21. In the present case, as noted hereinabove, the appellant has been convicted for the offences punishable under Section 308/324 of the IPC, for causing injuries to PW-2 and PW-3 by a screw driver. The testimonies of PW-2 and PW- 3 are inherently full of contradictions with respect to presence of other persons alongwith them at the spot. It is also pertinent to note that it is highly improbable that the appellant who had no animosity with PW-2 and PW-3, without any quarrel, would come and simply attack them with a screw driver for performing a pooja, as alleged by them. On the other hand, the defence put forth by the appellant on the test of preponderance of probabilities inspires confidence.

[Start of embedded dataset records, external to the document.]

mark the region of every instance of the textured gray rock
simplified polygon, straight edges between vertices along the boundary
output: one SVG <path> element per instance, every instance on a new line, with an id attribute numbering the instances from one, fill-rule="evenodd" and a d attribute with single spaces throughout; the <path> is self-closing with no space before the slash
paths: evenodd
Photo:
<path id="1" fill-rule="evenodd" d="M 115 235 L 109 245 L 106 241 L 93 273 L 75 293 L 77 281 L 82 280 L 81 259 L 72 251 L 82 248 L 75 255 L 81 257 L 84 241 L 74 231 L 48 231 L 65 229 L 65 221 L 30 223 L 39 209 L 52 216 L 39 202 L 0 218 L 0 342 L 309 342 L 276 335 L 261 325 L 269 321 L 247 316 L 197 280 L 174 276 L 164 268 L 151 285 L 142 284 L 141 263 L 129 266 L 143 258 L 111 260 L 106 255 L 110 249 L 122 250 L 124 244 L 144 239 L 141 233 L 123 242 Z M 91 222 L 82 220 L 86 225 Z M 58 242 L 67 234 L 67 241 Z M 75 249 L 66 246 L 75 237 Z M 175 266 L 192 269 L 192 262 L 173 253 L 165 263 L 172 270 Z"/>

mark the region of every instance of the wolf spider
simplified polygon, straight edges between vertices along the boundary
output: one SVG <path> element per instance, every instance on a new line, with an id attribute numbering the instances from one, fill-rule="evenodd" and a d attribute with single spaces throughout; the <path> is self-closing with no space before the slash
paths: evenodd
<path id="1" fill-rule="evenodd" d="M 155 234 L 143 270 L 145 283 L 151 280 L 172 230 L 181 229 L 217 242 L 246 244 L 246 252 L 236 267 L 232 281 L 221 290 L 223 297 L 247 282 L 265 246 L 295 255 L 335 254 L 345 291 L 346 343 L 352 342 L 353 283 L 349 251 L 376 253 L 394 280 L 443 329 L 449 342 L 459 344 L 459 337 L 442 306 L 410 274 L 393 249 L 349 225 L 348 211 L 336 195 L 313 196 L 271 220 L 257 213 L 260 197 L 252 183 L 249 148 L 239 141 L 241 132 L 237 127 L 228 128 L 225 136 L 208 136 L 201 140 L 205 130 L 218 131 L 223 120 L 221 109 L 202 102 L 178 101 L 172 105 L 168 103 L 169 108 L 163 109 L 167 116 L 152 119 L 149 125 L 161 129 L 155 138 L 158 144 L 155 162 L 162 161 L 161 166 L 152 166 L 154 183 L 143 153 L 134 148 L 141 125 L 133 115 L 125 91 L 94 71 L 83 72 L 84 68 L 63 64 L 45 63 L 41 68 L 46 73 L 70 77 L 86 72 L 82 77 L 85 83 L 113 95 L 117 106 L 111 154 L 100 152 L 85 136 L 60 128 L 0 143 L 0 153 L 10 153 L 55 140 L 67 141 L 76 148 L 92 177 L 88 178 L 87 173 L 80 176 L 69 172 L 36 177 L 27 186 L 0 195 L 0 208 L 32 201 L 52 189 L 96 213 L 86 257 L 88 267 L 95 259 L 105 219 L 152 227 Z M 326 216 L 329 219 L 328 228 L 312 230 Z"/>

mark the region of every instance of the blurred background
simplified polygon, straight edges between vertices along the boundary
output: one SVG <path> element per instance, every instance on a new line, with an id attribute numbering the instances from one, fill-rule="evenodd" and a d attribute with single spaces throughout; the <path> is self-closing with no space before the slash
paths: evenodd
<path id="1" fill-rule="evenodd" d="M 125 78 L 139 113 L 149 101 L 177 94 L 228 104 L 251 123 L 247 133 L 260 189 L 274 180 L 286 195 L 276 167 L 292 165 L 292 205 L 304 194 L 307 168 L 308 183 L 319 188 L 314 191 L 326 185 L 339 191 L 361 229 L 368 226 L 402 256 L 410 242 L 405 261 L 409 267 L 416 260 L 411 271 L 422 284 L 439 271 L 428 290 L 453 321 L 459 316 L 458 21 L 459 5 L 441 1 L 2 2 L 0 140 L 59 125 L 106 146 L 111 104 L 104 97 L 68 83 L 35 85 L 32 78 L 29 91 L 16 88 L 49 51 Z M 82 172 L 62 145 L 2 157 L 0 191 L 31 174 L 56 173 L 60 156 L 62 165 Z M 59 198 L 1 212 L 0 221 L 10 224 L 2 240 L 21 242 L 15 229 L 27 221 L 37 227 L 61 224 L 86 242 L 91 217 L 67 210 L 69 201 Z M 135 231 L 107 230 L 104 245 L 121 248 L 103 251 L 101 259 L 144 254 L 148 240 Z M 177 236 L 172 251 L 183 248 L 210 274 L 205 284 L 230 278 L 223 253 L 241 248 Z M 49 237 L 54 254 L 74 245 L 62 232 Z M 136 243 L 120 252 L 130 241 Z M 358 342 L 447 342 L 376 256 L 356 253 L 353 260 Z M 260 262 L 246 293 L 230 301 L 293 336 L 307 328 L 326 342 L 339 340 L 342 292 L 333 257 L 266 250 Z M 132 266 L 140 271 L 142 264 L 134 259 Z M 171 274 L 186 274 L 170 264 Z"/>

22. The investigation conducted in the present FIR was not fair. The explanation by the IO/PW-10 as to why the persons, who were, admittedly, present at the spot were not examined is contrary to facts of the case.

23. Similarly, the MLCs of the appellant and his father were not placed on record and, in fact, IO/PW-10 goes to the extent of denying the same despite they being part of the police file and subsequently, brought on record from the concerned hospital authorities. It has further come on record that the appellant had informed the police about the said incident at the first instance.

24. In view of the aforesaid circumstances and evidence discussed hereinabove, this Court is of the opinion that the prosecution case against the appellant has not been proved beyond reasonable doubt.

25. Accordingly, the appeal is allowed, the judgment of conviction dated 21.07.2003 and order on sentence dated 22.07.2003 qua the appellant are set aside.

26. The appellant is acquitted for the offences punishable under Sections 308/324 of the IPC.

27. Bail bonds stand discharged.

28. The appeal stands disposed of accordingly.

29. Pending applications, if any, also stands disposed of accordingly.

30. Copy of the judgment be sent to the concerned Jail Superintendent for necessary information and compliance.

31. Judgment be uploaded on the website of this Court forthwith.